In principle, this shows how AI takeoff could happen: AI finds a faster matrix multiplication algorithm, and since matrix multiplication is used in AI training, the AI can become smarter, making more discoveries and self-improving until it is arbitrarily powerful.
In practice, this paper is not at all contributing to takeoff. The newly discovered algorithms are probably not going to be used for numerical stability reasons, and even if they were, a 10-20% speedup of one particular step is probably not going to translate into a much smarter AI.

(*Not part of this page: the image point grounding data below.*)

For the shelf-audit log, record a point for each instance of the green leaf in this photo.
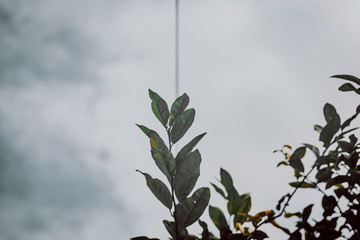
(170, 227)
(218, 218)
(159, 107)
(159, 189)
(318, 128)
(150, 133)
(178, 107)
(301, 185)
(163, 158)
(182, 124)
(328, 204)
(314, 149)
(219, 190)
(345, 146)
(240, 218)
(295, 159)
(306, 213)
(259, 235)
(346, 87)
(187, 175)
(323, 175)
(244, 204)
(187, 149)
(191, 209)
(289, 215)
(348, 77)
(226, 180)
(332, 126)
(348, 121)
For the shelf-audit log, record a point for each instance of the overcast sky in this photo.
(74, 76)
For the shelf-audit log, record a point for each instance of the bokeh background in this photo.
(74, 76)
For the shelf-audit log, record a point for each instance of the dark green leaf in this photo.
(159, 107)
(240, 218)
(282, 199)
(178, 107)
(295, 159)
(159, 189)
(336, 180)
(218, 218)
(182, 124)
(245, 203)
(345, 146)
(187, 175)
(314, 149)
(170, 227)
(301, 185)
(328, 204)
(163, 158)
(346, 87)
(348, 77)
(332, 126)
(306, 213)
(150, 133)
(318, 128)
(187, 149)
(348, 121)
(323, 175)
(219, 190)
(259, 235)
(191, 209)
(233, 201)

In conclusion, the official AIZI rating of this article is “Algorithm Identifier? more like ZZZs Inducer!”^[7]

^{^}
I am using “number of axes” instead of the sometimes-used terms “rank” or “dimension” to minimize confusion. In this post and the Nature article, the rank of a tensor is used to mean “the least number of simple tensors needed to sum to this tensor”.
^{^}
The technique is that if you want to multiply 4-by-4s, you treat each 4-by-4 matrix as a 2-by-2 of 2-by-2s which are susceptible to your 2-by-2 multiplication algorithm, using 7 lots of 7 multiplications, so you’ve multiplied 4-by-4s in 49 multiplications total. Repeating this trick gives you an algorithm for $2^{k}$ -by- $2^{k}$ for any k, and for other sizes you can just pad out the matrix with 0s. In general, this technique means any algorithm that takes R multiplications for m-by-ms lets you multiply all n-by-ns for n ≥ m in $O (n^{l o g_{m} (R)})$ multiplications.
^{^}
See this for a refresher.
^{^}
Pun intended.
^{^}
Recall that the inner product of two vectors $(x_{1}, x_{2}, \dots, x_{n})$ and $(y_{1}, y_{2}, \dots, y_{n})$ is $x_{1} y_{1} + x_{2} y_{2} + \dots + x_{n} y_{n}$ .
^{^}
This is how I beat roguelikes.
^{^}
This is probably unfair, but I’m required by law to include a backronym.

[-]John arul5mo10

There is a basic question regarding alpha tensor. In game playing it makes sense to train a NN over a large number of self play games where the simulation wins a large number of times, with the intention of using the trained AI for playing a future game. Whereas in algorithm finding, every time there is a win, there is a algorithm and some times it could be new. If a simulation produces a new result it can very well be used as it is w/o further training a AI model. Can someone pl clarify this ?

[-]Robert_AIZI5mo20

That's all correct

[-]the gears to ascension2y10

the kind of correctness guarantee this work provides is one I think could be promising for safety: "we designed the structure of the problem so that there could not possibly be a representation anywhere in the problem space which is unsafe". it still seems like an impossible problem to find such guarantees for the continuous generalization of agentic coprotection, but I think there will turn out to be a version that puts very comfortable bounds on the representation and leaves relatively little to verify with a complicated prover afterwards.